Pete, you are quite correct that:
(1) The current IESG statement is, at best, somewhat incoherent.
(2) IESG authority for doing this seems to be lacking.
I nevertheless support progressing 2821bis with the note. Why? Two reasons.
First and foremost, I want this sucker published. 2821 is a vital document and
this is an important revision.
Second - and this may seem a bit perverse - I actually welcome the opportunity
to document for posterity what I see as a hamfisted blunder by the IESG.
I have long been skeptical of the true efficacy of several aspects of our
various processes. In particular, I have often wondered to what extent we allow
the best to be the enemy of the good. I have seen many cases where the amount
of effort involved in addressing issues raised by the IESG - especially these
sorts of late surprises - is clearly grossly disprportionate to the criticality
of the issue itself. And while the present case is an extreme example, I think
as the complexity of specifications increases and the abillity of generalists
to assess them diminishes this is becoming more and more of a problem.

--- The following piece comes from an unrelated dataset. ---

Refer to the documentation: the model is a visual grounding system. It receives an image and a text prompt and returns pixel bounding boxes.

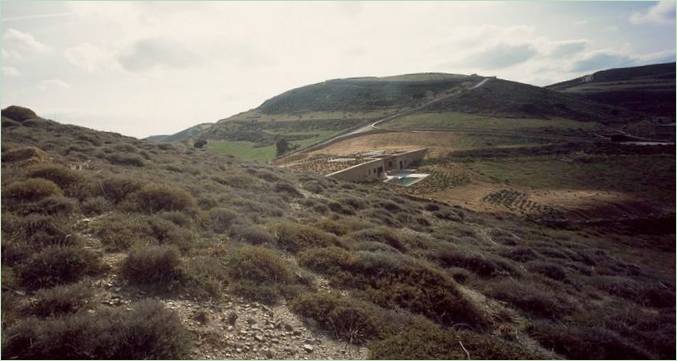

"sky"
[0,0,675,138]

Getting real metrics on any of this is difficult, mostly because of our own
adaptability. Many times I've seen a specification changed solely because it
was easier to do that in order to make some silly DISCUSS comment go away than
to argue about it. And in a lot of those cases changes were done to WG
documents by private agreement between the document authors, WG chairs, and the
IESG. (This last is pretty clearly an accident waiting to happen.)
But what if the IESG were required to document their assessment of a document
in such notes? If they did after a few years I'm pretty sure we'd look back in
amazement at how often we focused on the irrelevant (and no doubt how we also
managed to miss the really relevant).
Of course this isn't going to happen. But if in this one case we have such a
note to look back on maybe, just maybe, it will knock some tiny bit of sense
into our collected damnfool heads a few years from now.